Hazen Paper Co. v. Biggins
Opinion of the Court
delivered the opinion of the Court.
In this case we clarify the standards for liability and liquidated damages under the Age Discrimination in Employment Act of 1967 (ADEA), 81 Stat. 602, as amended, 29 U. S. C. §621 et seq.
I
Petitioner Hazen Paper Company manufactures coated, laminated, and printed paper and paperboard. The company is owned and operated by two cousins, petitioners Robert Hazen and Thomas N. Hazen. The Hazens hired respondent Walter F. Biggins as their technical director in 1977. They fired him in 1986, when he was 62 years old.
Respondent brought suit against petitioners in the United States District Court for the District of Massachusetts, alleging a violation of the ADEA. He claimed that age had been a determinative factor in petitioners’ decision to fire him. Petitioners contested this claim, asserting instead that respondent had been fired for doing business with competitors of Hazen Paper. The case was tried before a jury, which rendered a verdict for respondent on his ADEA claim and also found violations of the Employee Retirement Income Security Act of 1974 (ERISA), 88 Stat. 895, §510, 29 U. S. C. § 1140, and state law. On the ADEA count, the jury specifically found that petitioners “willfully” violated the statute. Under § 7(b) of the ADEA, 29 U. S. C. § 626(b), a “willful” violation gives rise to liquidated damages.
In affirming the judgments of liability, the Court of Appeals relied heavily on the evidence that petitioners had fired respondent in order to prevent his pension benefits from vesting. That evidence, as construed most favorably to respondent by the court, showed that the Hazen Paper pension plan had a 10-year vesting period and that respondent would have reached the 10-year mark had he worked “a few more weeks” after being fired. Id., at 1411. There was also testimony that petitioners had offered to retain respondent as a consultant to Hazen Paper, in which capacity he would not have been entitled to receive pension benefits. Id., at 1412. The Court of Appeals found this evidence of pension interference to be sufficient for ERISA liability, id., at 1416, and also gave it considerable emphasis in upholding ADEA liability. After summarizing all the testimony tending to show age discrimination, the court stated:
“Based on the foregoing evidence, the jury could reasonably have found that Thomas Hazen decided to fire [respondent] before his pension rights vested and used the confidentiality agreement [that petitioners had asked respondent to sign] as a means to that end. The jury could also have reasonably found that age was inextricably intertwined with the decision to fire [respondent]. If it were not for [respondent’s] age, sixty-two, his pension rights would not have been within a hairbreadth of vesting. [Respondent] was fifty-two years old when he was hired; his pension rights vested in ten years.” Id., at 1412.

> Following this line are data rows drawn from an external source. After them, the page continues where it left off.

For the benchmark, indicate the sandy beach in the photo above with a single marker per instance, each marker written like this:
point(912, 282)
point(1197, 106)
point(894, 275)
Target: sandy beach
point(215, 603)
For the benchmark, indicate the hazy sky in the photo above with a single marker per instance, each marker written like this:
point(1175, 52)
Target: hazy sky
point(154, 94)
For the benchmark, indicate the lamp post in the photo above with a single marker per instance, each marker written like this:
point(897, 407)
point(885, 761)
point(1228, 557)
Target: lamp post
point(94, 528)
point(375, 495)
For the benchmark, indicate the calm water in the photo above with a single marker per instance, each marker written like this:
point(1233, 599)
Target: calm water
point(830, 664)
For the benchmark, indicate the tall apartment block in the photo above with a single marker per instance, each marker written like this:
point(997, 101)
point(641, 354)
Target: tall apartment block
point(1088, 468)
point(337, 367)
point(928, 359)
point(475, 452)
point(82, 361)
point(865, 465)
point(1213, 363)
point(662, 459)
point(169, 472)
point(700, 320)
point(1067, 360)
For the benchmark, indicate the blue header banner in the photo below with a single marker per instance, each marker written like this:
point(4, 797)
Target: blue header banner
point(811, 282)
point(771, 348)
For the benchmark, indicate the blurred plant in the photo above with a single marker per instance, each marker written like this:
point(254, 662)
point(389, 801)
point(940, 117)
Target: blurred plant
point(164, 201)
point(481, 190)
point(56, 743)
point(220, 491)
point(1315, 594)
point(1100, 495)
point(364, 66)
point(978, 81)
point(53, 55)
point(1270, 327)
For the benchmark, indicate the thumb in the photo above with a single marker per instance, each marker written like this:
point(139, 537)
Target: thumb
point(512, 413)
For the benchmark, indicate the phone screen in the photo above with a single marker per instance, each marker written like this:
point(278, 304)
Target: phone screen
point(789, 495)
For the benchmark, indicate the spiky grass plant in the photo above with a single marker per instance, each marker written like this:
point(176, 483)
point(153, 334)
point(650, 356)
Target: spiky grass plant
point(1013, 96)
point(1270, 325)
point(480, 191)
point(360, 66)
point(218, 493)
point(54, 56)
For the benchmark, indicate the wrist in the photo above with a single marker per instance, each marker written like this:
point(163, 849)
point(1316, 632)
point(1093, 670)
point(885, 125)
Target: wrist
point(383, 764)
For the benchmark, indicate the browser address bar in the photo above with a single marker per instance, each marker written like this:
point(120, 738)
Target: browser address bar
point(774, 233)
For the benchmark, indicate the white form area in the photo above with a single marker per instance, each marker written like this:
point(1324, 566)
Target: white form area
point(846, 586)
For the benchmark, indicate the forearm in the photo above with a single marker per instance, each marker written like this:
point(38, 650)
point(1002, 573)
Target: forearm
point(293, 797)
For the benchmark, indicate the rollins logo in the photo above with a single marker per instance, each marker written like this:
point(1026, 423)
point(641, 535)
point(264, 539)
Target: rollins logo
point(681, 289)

We granted certiorari to decide two questions. 505 U. S. 1203 (1992). First, does an employer’s interference with the vesting of pension benefits violate the ADEA? Second, does the Thurston standard for liquidated damages apply to the case where the predicate ADEA violation is not a formal, facially discriminatory policy, as in Thurston, but rather an informal decision by the employer that was motivated by the employee’s age?
II
A
The Courts of Appeals repeatedly have faced the question whether an employer violates the ADEA by acting on the basis of a factor, such as an employee’s pension status or seniority, that is empirically correlated with age. Compare White v. Westinghouse Electric Co., 862 F. 2d 56, 62 (CA3 1988) (firing of older employee to prevent vesting of pension benefits violates ADEA); Metz v. Transit Mix, Inc., 828 F. 2d 1202 (CA7 1987) (firing of older employee to save salary costs resulting from seniority violates ADEA), with Williams v. General Motors Corp., 656 F. 2d 120, 130, n. 17 (CA5 1981) (“[Seniority and age discrimination are unrelated.. . . We state without equivocation that the seniority a given
We long have distinguished between “disparate treatment” and “disparate impact” theories of employment discrimination.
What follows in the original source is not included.